As to be expected, the Coen Brothers get great performances out of all the stars in their massive ensemble cast. Brolin is great as the prompt and punctual Eddie Mannix, a man whose job it is to cover up the sins of others yet goes to confession on a daily basis. Clooney once again shines as the kind of dumb that only the Coens’ could write for him, giving another strong comedic performance that we haven’t seen from the actor since Burn After Reading. But the real standout of Hail, Caesar! is Alden Ehrenreich as the cowboy star pulled from his comfort zone. It’s another one of the Coens’ trademark imbeciles, and Ehrenreich does so much with the part. He carries himself with the charm of an old-time cowboy star, yet speaks with a tragic and silly southern drawl that gives his director fits.
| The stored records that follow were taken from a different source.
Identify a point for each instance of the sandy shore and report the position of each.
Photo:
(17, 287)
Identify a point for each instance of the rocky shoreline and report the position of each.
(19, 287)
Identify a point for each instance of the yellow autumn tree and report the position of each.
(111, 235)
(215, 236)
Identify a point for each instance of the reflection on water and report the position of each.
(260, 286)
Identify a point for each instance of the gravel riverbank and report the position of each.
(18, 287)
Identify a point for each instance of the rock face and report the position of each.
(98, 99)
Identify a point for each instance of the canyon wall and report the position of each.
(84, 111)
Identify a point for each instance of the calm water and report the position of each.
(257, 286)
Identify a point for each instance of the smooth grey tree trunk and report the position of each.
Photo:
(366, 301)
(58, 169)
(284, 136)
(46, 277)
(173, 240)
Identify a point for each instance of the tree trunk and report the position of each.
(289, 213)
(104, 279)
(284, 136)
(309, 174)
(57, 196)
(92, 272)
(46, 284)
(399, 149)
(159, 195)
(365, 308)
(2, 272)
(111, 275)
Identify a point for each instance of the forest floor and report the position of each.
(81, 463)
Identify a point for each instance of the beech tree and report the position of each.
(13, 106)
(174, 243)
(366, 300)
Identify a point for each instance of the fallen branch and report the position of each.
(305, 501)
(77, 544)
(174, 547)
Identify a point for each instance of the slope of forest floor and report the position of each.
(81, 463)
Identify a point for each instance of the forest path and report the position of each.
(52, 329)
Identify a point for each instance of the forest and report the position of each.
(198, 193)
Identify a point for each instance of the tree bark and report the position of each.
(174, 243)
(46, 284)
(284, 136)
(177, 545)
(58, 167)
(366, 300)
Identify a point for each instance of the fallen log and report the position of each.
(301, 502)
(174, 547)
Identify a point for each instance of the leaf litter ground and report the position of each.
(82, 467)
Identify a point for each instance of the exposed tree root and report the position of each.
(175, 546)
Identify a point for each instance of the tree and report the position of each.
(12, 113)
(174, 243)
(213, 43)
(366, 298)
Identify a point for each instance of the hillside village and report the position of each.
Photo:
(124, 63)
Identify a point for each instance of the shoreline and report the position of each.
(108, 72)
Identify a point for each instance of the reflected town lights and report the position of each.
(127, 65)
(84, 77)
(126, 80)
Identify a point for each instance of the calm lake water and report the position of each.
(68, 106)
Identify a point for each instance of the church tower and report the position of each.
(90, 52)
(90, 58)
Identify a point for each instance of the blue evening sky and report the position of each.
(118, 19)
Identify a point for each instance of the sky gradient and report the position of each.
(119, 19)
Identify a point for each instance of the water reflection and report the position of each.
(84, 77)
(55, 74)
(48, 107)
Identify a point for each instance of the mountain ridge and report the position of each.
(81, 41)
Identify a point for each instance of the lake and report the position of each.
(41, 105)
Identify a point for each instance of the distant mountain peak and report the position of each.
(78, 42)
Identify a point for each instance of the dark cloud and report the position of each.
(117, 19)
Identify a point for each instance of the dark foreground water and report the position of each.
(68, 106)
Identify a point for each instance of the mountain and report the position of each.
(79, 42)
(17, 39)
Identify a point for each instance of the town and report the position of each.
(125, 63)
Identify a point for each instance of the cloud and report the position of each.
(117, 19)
32 years into their filmmaking career, the Coen Brothers have yet to make a bad movie and they’re not going to start disappointing now. Like practically all their films, Hail, Caesar! is full of details and scenes that require multiple viewings to fully grasp the audacious whole. But Hail, Caesar! still works wonderfully on its first go ‘round, with so many scenes of witty banter and dumb characters that I was all but out of breath upon exiting the theater. Nobody else could make a movie with such reverence and honesty in its genuinely hilarious portrayal of Hollywood history, let alone being so comedic about subjects that are as tragic as the blacklist or old Hollywood fixers. Then again, nobody can do what the Coen Brothers do, be it in drama or comedy. They are masters without peers. Hail, Coens!